Prof Godswill Obioma, Executive Secretary of the council said this
in Minna while flagging off the monitoring of the implementation and
distribution of the new Senior Secondary School education curriculum and
nine year basic education curriculum.
According to him "My council will in the next one month flag off
training of 140 out of school youths in entrepreneurship skills to
enable them gain functional knowledge of empowerment and also assist
them set up small scale businesses’’.
He said that the MDGs provided funds for the training but did not
disclose the amount involved, adding that the exercise scheduled for a
date to be fixed in May 2013 in Minna would last for eight weeks.
The Executive Secretary said that during the training the council
would pay the trainers, accommodate and feed the trainees and also
provide them with facilities and equipment to commence business after
training.
He said that the youths would be trained on GSM repairs, making of garment, hair dressing and making of paints.
Obioma said though the responsibility of the senior secondary school
education rests with the state governments because of mass failure in
WAEC and NECO the Federal Government directed NERDC to print the old and
new edition of the curriculum and deliver them to all the state
ministries of education for onward distribution to their schools.

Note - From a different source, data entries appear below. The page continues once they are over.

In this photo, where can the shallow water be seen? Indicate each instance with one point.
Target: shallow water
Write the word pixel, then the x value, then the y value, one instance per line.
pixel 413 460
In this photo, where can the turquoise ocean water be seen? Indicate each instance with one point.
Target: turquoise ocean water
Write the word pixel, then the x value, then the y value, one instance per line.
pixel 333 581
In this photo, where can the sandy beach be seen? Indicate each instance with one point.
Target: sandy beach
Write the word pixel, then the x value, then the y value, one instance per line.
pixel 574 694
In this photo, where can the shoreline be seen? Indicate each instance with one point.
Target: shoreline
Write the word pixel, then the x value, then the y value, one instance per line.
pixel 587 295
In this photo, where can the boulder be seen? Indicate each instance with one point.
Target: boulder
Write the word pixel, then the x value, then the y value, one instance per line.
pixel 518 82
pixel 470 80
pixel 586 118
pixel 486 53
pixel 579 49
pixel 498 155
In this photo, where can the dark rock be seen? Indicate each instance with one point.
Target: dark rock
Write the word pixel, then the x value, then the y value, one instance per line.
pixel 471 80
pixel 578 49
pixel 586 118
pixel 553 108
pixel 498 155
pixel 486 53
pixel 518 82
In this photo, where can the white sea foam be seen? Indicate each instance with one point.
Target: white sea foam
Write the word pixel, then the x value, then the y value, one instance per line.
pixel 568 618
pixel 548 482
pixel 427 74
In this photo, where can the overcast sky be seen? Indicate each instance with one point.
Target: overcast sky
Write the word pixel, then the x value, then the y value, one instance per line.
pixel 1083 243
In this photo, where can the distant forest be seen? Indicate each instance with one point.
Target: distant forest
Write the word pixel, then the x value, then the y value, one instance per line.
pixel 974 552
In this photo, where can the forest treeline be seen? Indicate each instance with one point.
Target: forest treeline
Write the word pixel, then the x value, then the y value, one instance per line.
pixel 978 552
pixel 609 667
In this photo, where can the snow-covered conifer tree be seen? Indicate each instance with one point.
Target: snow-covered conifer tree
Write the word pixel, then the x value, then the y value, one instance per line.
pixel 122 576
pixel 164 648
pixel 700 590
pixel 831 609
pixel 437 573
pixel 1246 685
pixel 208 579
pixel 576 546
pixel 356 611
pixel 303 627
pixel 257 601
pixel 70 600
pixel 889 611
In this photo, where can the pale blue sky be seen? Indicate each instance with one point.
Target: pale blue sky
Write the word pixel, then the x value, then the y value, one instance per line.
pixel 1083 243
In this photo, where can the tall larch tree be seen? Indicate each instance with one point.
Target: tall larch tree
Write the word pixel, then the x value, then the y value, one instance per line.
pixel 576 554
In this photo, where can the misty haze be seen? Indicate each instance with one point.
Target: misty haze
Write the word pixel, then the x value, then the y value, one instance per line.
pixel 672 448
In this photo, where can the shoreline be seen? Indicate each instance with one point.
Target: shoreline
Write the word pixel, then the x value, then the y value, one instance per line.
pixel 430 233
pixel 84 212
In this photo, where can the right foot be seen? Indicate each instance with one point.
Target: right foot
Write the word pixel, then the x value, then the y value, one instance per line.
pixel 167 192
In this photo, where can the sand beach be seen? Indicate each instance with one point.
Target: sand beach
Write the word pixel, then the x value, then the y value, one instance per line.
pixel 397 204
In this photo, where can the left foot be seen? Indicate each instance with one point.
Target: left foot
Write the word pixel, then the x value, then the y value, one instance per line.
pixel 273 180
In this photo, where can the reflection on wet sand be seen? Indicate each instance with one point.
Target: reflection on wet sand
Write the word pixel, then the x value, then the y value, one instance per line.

"After this flag-off we hope that this curriculum will be passed on
to your public schools to enable students prepare properly for WAEC and
NECO examinations’’, he said.
Furthermore, he said that the flag-off which was going on
simultaneously in the 36 states of the federation and Abuja would enable
primary school pupils and secondary school students choose subjects
that would bring about human capital development in the country.
The Executive Secretary added that the new senior secondary school
curriculum which would commence in June 2013 would examine students in
four compulsory subjects of English, mathematics, civic education and
trade to enable them to be useful in their field of endeavour and be
vast in other fields.
Also speaking, Alhaji Saidu N. Idris, Secretary to Niger Government
said that the state government accorded its education sector priority
because no meaningful development would take place without educating the
people.
"We inherited a situation where we had average of 70, 000 pupils
being enrolled in schools but with the coming of this administration we
have enrolled over 1.3 million pupils’’, he noted.
He pledged to ensure that the council is reallocated with another
office accommodation or land in Minna as the one first allocated to it
has been affected by construction of road.